Please use our new community site for future posts.

Back To Board

A Dozen Brian Giles: Small Samples in Action

Posted By Kurt

A lot of complaints about play results or inaccurate statistics elicits the reply - that's just the result of viewing a small sample of games. I suspect that's not always a satisfying response, particularly when its YOUR player who's underperforming over that small sample. I think we tend to ignore our players who are OVERPERFORMING, but that's another issue. The issue here is: Is there evidence that players will approach expected levels of performance given our observations that in relatively small numbers of games they appear not to.
One aspect of sampling theory that is misunderstood is that it is not so much that sample estimates will approach population (or true) values as the sample grows bigger, but that sample estimates will approach population values as results are aggregated over repeated samples. That is, it's not that you have to play a 1,000 game season for stats to even out, but that stats should "even out" over multiple replications of the same season - and multiple replications is exactly what you see when you click on the "leagues" button.
I picked on Brian Giles because his name has come on on this page a few times by owners complaining that he's underperforming. I pooled his stats from the first 12 leagues (through about 60 games), then created a seasonal average based on the 616 actual plate appearances he had last year. Giles in fact varied considerably from league to league. In 9, he was putting up .246/.432/.362 numbers, but in 11, it was .367/.742/.454.
But, here are his actual 99 stats and his average PB stats over 12 leagues. I won't tell you which is which, because, as you'll see, it really doesn't matter a whole lot:
AB H 2B 3B HR RBI BB K Avg Slg OBP
521 164 33 03 39 115 95 80 .315 .614 .418
522 156 33 02 38 120 94 90 .299 .589 .406
Given differences in ball parks, and the overall upgrade pitching (true scrubs don't start), I'd say that what you get is a pretty acceptable statistical approximation.
A different issue is whether you should have to aggregate stats over a dozen trials to approximate reality. There's a case to be made that Giles should hit .300 with 39 HRs in every league. Mike's position is that this would be too predictable, and ultimately, too boring.

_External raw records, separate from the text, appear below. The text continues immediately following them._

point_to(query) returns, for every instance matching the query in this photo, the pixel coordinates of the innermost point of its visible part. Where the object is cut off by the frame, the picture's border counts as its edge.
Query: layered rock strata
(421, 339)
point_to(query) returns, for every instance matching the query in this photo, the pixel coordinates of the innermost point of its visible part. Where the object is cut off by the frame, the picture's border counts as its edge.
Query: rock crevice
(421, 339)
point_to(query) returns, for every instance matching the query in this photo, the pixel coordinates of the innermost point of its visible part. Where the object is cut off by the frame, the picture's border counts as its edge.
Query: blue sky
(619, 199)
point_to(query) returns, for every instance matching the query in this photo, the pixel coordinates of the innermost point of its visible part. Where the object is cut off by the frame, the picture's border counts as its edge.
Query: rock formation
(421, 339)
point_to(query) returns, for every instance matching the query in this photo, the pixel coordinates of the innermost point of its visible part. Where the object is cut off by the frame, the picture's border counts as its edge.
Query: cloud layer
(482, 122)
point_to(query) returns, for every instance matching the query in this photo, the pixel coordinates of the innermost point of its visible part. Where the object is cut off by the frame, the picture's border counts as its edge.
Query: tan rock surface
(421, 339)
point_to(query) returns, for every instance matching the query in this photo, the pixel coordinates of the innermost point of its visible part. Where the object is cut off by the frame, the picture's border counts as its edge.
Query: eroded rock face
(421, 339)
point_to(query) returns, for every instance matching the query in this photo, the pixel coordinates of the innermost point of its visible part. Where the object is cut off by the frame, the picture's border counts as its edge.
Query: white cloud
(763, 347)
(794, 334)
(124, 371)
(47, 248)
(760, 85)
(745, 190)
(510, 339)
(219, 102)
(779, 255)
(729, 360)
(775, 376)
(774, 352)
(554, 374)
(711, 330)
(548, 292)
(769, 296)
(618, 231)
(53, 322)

This is arguable, but the more I think about it, the more I agree with his position. There's a pragmatic reason - the game's alrorithms are not designed this way, to redesign the game on such a fundamental basis would probably take years. But, the philosophical reason is more compelling. If your team, say, has Brian Giles and A-Rod, and my team has Carlos Beltran and Miguel Tejada, the ODDS are that you will considerably more production from those two spots than me, and if our talent levels are similar elsewhere, you'll probably win more games. But, if I KNOW that will happen, why bother to play the games? Maybe, just maybe, you get the Brian Giles who hits .246, and I get the Carlos Beltran who slugs .600; and I have a chance to edge you out for the playoffs. Isn't this the hope that motivates teams and fans of ALL teams each year? If every Indian and every White Sox hit their expected values exactly this year, there would have been no reason to begin the season. But, just as you don't know which Brian Giles you'll get, the Indians don't know which Roberto or Sandy Alomar they will get, which David Justice, which Omar Vizquez. This way, there's still value in accumulating talent, but there's also a reason to play the games.